Some framework o programming enviroment includes a facility for save the state of the computation. An example is Tensorflow how described in this page: https://www.tensorflow.org/guide/checkpoint

For a generic program writtten in Fortran, C, Python, etc. in the cluster in the directory /conf/shared-software/dmtcp is installed the software DMTCP. To use this software you have to add the line

. /conf/shared-software/dmtcp/load.sh

(including the initial sequence ‘dot’,’space’) to the file ‘.bashrc‘ in your home directory (you have to restart your shell for the modification take effect).

Basic operations

Given a generic program ‘myprogram’ the general sequence of work is:

start your program under supervision of dmtcp (in this example the checkpoint is performed every 600 seconds/10 minutes):

dmtcp_launch --interval 600 myprogram argument_1 ... argument_N

now your program is running and every 600 seconds a file with the name like ‘ckpt_myprogram_*.dmtcp‘ is re-created.

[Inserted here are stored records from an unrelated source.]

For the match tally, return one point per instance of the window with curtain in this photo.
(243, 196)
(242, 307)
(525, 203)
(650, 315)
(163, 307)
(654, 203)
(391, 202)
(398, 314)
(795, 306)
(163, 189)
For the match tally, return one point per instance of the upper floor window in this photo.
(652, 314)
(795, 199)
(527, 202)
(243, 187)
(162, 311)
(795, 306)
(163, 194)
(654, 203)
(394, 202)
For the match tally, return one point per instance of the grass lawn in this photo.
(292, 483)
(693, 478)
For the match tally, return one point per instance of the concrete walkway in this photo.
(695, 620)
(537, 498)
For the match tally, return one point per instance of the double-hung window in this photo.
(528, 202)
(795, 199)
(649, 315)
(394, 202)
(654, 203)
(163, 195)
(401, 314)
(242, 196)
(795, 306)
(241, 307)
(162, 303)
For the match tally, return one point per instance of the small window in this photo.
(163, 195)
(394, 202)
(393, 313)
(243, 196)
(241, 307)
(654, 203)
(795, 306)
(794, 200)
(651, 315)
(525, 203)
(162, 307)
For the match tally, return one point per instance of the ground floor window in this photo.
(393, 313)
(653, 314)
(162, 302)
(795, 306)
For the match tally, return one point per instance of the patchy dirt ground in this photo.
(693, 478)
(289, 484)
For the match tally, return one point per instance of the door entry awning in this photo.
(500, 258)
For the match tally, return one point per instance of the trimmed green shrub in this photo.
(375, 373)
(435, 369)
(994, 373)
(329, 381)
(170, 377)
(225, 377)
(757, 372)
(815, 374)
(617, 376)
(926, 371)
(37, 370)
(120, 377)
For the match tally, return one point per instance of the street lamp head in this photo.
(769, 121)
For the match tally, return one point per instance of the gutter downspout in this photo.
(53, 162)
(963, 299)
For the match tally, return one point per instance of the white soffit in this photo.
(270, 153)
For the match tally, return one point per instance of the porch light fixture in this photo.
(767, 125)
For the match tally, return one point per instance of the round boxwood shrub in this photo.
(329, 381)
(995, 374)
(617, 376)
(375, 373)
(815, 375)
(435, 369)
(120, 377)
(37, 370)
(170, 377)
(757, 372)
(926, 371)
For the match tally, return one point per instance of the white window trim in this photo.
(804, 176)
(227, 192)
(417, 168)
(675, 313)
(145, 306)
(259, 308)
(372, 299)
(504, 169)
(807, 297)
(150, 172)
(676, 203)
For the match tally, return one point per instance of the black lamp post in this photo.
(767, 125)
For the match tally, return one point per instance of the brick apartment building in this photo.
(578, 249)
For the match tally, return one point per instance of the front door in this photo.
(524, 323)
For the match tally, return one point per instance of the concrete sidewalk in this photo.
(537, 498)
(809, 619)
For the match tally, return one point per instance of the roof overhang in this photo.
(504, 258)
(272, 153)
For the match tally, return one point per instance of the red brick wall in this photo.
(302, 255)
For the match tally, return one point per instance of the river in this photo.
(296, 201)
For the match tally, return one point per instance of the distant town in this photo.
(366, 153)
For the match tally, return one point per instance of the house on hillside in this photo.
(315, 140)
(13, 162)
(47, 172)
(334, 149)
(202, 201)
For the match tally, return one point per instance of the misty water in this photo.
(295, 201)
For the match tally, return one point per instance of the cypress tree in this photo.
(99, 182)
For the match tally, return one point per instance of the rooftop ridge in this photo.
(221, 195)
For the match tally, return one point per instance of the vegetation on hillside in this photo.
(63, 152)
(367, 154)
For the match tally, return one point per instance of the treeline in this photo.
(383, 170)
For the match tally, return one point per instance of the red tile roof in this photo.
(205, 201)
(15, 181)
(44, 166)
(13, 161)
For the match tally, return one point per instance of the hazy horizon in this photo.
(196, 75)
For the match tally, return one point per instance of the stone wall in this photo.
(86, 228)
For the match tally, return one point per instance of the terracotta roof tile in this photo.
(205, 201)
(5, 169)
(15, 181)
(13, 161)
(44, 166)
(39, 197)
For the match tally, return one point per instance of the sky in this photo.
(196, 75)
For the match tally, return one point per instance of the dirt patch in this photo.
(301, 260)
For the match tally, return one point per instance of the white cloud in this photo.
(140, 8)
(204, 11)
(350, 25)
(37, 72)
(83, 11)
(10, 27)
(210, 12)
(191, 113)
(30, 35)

The file contains all the information needed to restart the computation from the time of the last save.

When the program is interrupted for whatever reason you can restart the computation from the last saved point with the command:

dmtcp_restart ckpt_myprogram_*.dmtcp

Observation 1

A checkpoint file contains a copy of the current memory of your program. This can lead to *HUGE* files that take long time to be created and managed. For this reason is important define a precise strategy of checkpoint for any non trivial program.

Observation 2

The dmtcp suite is richer than showed here. You can – for example – perform a check point at any given time with the command

dmtcp_command --checkpoint

Using this capability you can issue this command from your running program/task for ask for a checkpoint in a convenient point of your algorithm (a trivial operation for a programming language as C or Python). This setup has the advantage that the checkpoint can be performed only and every time needed.

If this is impossible for whatever reason but you are able to create a arbitrary empty file from your program then you can organize to create a “signal.myfile” (an empty file) to ask for a checkpoint. From a second program you have to wait for the “signal.myfile“, perform the checkpoint with the previous command and remove “signal.myfile“.

Observation 3

The communication of the checkpointing system will happen over TCP at a default port (7779). This can lead to conflicts in case of multi-user systems where multiple instances of the DMTCP suite is operating. To avoid the problem the command ‘dmtpc_launch‘ has a couple of options: ‘--coord-port NUMBER‘ and ‘--new-coordinator‘ that creates a coordination channel/server at the given port. All the commands of the dmtcp suite acceps the option ‘--coord-port NUMBER‘ as a pointer for the communications channel.

Again, the suite is richer. You can, for example, create a coordinator on a given host and use the option ‘--coord-host HOSTNAME‘ to contact a remote coordinator from your program. Please, read the documentation of the program if these basic instructions are not enough.